Не в силах пробраться через толпу, чтобы уйти отсюда, Марк стал расталкивать кричащих зрителей. Рев толпы оглушал его своей дикой страстью, жаждой человеческой крови и страданий, ненасытностью, бешенством. С трудом дойдя до прохода, Марк спустился по ступеням и устремился к воротам. Выбежав через открытые ворота, он ничего не видел от слез. Он не знал, куда идет, ему было все равно. Он побежал, чтобы убраться подальше от этих звуков, этих запахов, от того, что сейчас стояло у него перед глазами. Он бежал, пытаясь избавиться от стоявшей перед глазами картины, — лежащая на песке Хадасса и дерущиеся из–за нее львы, для которых она была лишь еще одним куском мяса.
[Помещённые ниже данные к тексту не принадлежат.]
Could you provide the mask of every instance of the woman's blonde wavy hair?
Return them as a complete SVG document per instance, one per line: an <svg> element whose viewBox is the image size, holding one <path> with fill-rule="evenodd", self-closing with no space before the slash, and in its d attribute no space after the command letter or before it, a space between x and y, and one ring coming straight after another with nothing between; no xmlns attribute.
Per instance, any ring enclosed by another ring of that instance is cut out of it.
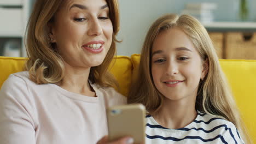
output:
<svg viewBox="0 0 256 144"><path fill-rule="evenodd" d="M28 21L26 31L26 46L28 57L26 70L29 71L31 80L38 84L57 83L64 76L64 64L56 52L54 44L50 42L48 25L65 2L65 0L37 0ZM103 63L92 67L89 80L101 86L117 85L108 69L116 54L115 38L119 30L119 14L117 0L106 0L112 22L112 43Z"/></svg>
<svg viewBox="0 0 256 144"><path fill-rule="evenodd" d="M202 61L207 59L206 62L208 63L208 68L208 68L208 74L199 83L195 109L233 123L246 143L251 142L207 32L199 21L189 15L167 14L152 25L141 51L138 79L132 83L128 103L142 103L152 114L159 110L164 96L153 82L150 72L151 53L153 42L159 33L171 28L183 31L197 50Z"/></svg>

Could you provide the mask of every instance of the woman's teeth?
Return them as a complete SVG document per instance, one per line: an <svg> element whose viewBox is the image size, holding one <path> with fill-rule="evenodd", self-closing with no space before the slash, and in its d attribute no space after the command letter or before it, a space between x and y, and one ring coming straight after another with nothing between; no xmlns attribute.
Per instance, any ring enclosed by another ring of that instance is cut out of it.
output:
<svg viewBox="0 0 256 144"><path fill-rule="evenodd" d="M179 81L166 82L166 83L169 83L169 84L174 84L174 83L178 83L179 82Z"/></svg>
<svg viewBox="0 0 256 144"><path fill-rule="evenodd" d="M102 44L94 44L89 45L87 46L87 47L89 47L92 49L100 49L101 47L101 46L102 46Z"/></svg>

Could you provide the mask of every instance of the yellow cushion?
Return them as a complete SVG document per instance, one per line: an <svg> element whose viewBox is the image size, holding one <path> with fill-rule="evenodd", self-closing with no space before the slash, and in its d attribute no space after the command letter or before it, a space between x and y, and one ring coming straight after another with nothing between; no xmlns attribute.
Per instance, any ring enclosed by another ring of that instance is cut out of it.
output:
<svg viewBox="0 0 256 144"><path fill-rule="evenodd" d="M119 89L115 89L123 95L127 96L131 83L132 64L131 59L126 56L117 56L112 62L113 67L109 68L110 73L119 83Z"/></svg>
<svg viewBox="0 0 256 144"><path fill-rule="evenodd" d="M133 54L131 59L132 76L138 72L140 55ZM249 134L256 142L256 61L220 59L222 68L230 83L237 106ZM134 77L133 77L134 78Z"/></svg>
<svg viewBox="0 0 256 144"><path fill-rule="evenodd" d="M26 58L0 57L0 88L8 76L23 71Z"/></svg>

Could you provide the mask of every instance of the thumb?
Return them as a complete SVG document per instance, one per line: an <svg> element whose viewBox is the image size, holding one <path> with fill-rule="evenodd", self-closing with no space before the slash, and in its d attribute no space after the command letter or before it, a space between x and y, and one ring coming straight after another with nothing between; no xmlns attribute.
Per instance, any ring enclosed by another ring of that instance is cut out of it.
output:
<svg viewBox="0 0 256 144"><path fill-rule="evenodd" d="M101 138L97 142L97 144L104 144L108 143L108 138L107 135L105 135L104 137Z"/></svg>
<svg viewBox="0 0 256 144"><path fill-rule="evenodd" d="M110 142L109 144L132 144L134 140L131 137L123 137L119 139Z"/></svg>

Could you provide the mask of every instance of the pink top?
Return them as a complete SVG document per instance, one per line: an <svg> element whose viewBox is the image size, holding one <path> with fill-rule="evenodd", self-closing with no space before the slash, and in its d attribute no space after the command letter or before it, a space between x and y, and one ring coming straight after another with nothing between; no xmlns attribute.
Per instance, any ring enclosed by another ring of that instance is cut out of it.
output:
<svg viewBox="0 0 256 144"><path fill-rule="evenodd" d="M96 143L108 133L106 108L126 104L113 88L91 85L90 97L28 77L12 74L0 91L1 144Z"/></svg>

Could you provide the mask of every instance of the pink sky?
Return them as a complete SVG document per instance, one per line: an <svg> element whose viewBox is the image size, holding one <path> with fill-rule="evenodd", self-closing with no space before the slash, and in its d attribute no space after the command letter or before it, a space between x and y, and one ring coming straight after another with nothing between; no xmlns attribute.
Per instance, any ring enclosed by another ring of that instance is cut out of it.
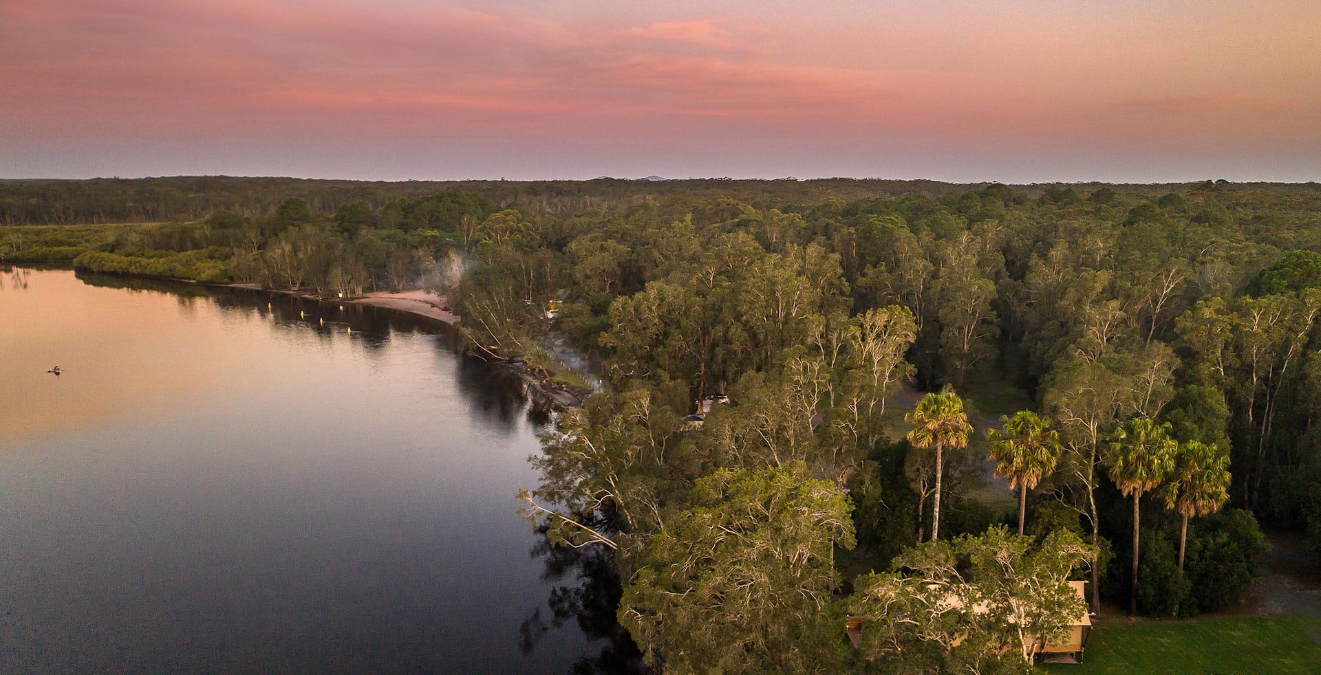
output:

Марк задышал чаще, и горячий воздух обжигал его легкие. Он бежал до тех пор, пока силы не оставили его и он не споткнулся на вымощенной мрамором улице, заставленной мраморными идолами, которые ничем не могли ему помочь. Городские улицы были почти пустыми, потому что все жители собрались на арене и наслаждались зрелищами. Во избежание воровства на всех углах были расставлены легионеры. Когда Марк пробегал мимо них, они внимательно провожали его глазами.

Прислонившись к какой–то стене, он поднял голову и посмотрел на объявление об этих зрелищах. Уставившись на него, Марк вспомнил, сколько раз он сидел на этих трибунах, смотрел, как на арене проливается невинная кровь, и его это совершенно не трогало. Он вспомнил, как смеялся, когда гладиаторы отдавали все силы, чтобы выжить на арене, как сквернословил, когда поединок смерти затягивался. Он вспомнил, как скучал, когда узников отдавали на съедение диким зверям или прибивали гвоздями к крестам.

Вспоминая это, он думал о том, что сам стал виновником смерти Хадассы.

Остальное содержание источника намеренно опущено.